Would anyone...
who regularly reads here, admit to owning a MicroTik router?
If you haven't installed a batch of patches for bugs in your MikroTik routers – and two thirds of owners apparently haven't – then stiffen the sinews and summon up the blood: you really need to update your firmware. The vulnerabilities, which were addressed by the manufacturer way back in August in software updates, can lead …
Plenty of people I would imagine. A lot of smaller WISPs around the world use almost exclusively MicroTik kit. The real WTF is people leaving the admin interface open to the internet in the first place. Any competent admin would at least use a VPN to administer them or at the very least restrict with ACLs.
Yup. I've got a bunch of them around the place.
The only one I have actually directly connected to the internet is regularly updated and has pretty minimal functionality enabled. The others are blocked by firewalls except when I'm updating them.
That being said, they are very nice flexible cheap little boxes.
I have. I bought it in 2012 as it was, at that time, the only sensibly priced router that would give me IPv6. I have not had any problems with it, a few small bugs but nothing really bad. It is highly configurable but not for a novice user -- eg you need to have an idea of how Linux IpTables works.
However: usual story, I can't get any updates, they were available for a couple of years and then ... zilch, nada. As with most hardware vendors they rapidly lose interest, expect you to buy a new box.
A new one would cost me some £40-£70ish, but then you add in:
* time to work out what new model I need
* time to configure the thing (IPv4 & IPv6 filtering, forwarding, etc)
I have another firewall on my main (Linux) desktop - so potential damage would largely be stealing bandwidth.
who regularly reads here, admit to owning a MicroTik router?
Yes!
The Mikrotik CCR1036-8G-2S+ is a rackmount box with 8 x 1G and 2 x 10G ports, and costs under £1K, with no charge for software upgrades or for turning on features.
A Cisco 4431 will cost you upwards of £5K once you've paid for the "performance licence" to unlock it from 500M to 1G. Plus you pay software maintenance every year on top of that.
If you want 10G ports in a Cisco you're talking at least an ASR1001-X at £12K+ (and that is locked to 2.5Gbps until you pay more)
There are a few foibles in RouterOS, but equally there are some very nice aspects to it as well. Cisco are just having a laugh with their 1990's pricing.
Going on for 5 years now after the makers of the old consumer gear we had stopped providing updates. I don't rely solely on the e-mail reminders to let me know updates are available, but check manually every week. It could be scripted (everything is scriptable with ROS, unlike the consumer stuff). Can't imagine why anyone would remove the default rules that will defeat most exploits (my own rule mods tighten security). After thinking a lot about it I confined admin access to ssh, but recently turned webfig back on, https only (Let's Encrypt is a wonderful thing). These Mikrotiks have served us well over the years, and should continue to do so for years to come.
>Would anyone... who regularly reads here, admit to owning a MicroTik router?
I did in the thousands for a business and I personally have 10-20 devices at home for testing & whatever (e.g. true 500Gbps duplex radio bridge)
ROI for suitable applications was excellent in comparison with big vendors.
This company only employs 150 people and their equipment can be found operating in most places on Earth (and in the air).

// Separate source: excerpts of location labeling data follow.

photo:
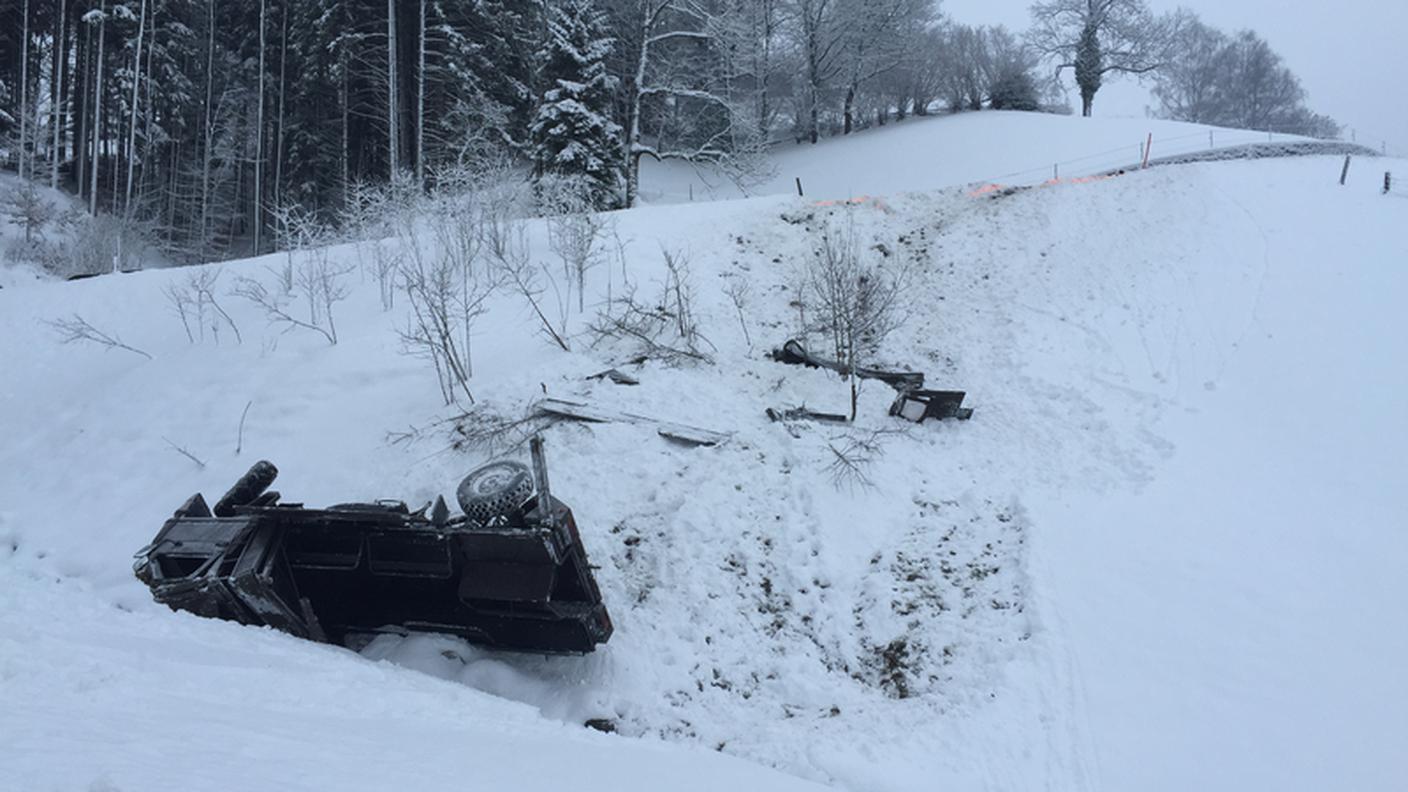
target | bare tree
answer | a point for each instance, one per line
(704, 124)
(197, 306)
(1235, 82)
(575, 229)
(1189, 88)
(665, 329)
(856, 299)
(78, 329)
(447, 285)
(317, 279)
(1101, 37)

I don't know if it is any use, but it is possible to load OpenWrt on many MikroTik routers.
OpenWrt Table of (supported)Hardware:MikroTik
OpenWrt: Common Procedures for Mikrotik RouterBoard Products
So it might be possible to load OpenWrt it you can't get an updated MikroTik image for an old model. Obviously, I can't tell you if OpenWrt is suitable for your needs. Caveat Emptor and all that.
The default config firewalls off the management services from external interfaces, you need to remove these rules to be vulnerable.
Cisco IOS has 16 CVE listed this year, 212 since 2012
Cisco IOS-XE has 19 CVE this year 140 sine 2012
Cisco charge for updates unless you find the right article, log a case quote the ref and wait to see if they agree, then login with a password to an FTP site to download the update with a 2 day window, then apply to your router.
Mikrotik send you an email when there's an update, you login to your router/switch/AP press the check for updates button, if there is click download and install, the router reboots and a minute later you're good to go.
I have several RB1000 from 2008 (10 years old) that cost $650ea and are still running the hardware VPN acceleration. The RB1000 does 400,000PPS or 3.2Gbps duplex headline and about 200,000pps with full ethernet frames, they're still getting free software updates, so I don't know why Alain Williams has issues.
Compare a Cisco refurb 7206 npe-400 2 fast ethernet Jan 2012 list $10,650 (only price I can find, was EOL'd in 2008, but still widely used[BT used to put them at the end of a 100Mbps circuit) one off software around $600-700 a pop and even with gig ethernet ports it still only does about 200Mbps.
I make that better pricing, better/cheaper updates and support and better performance.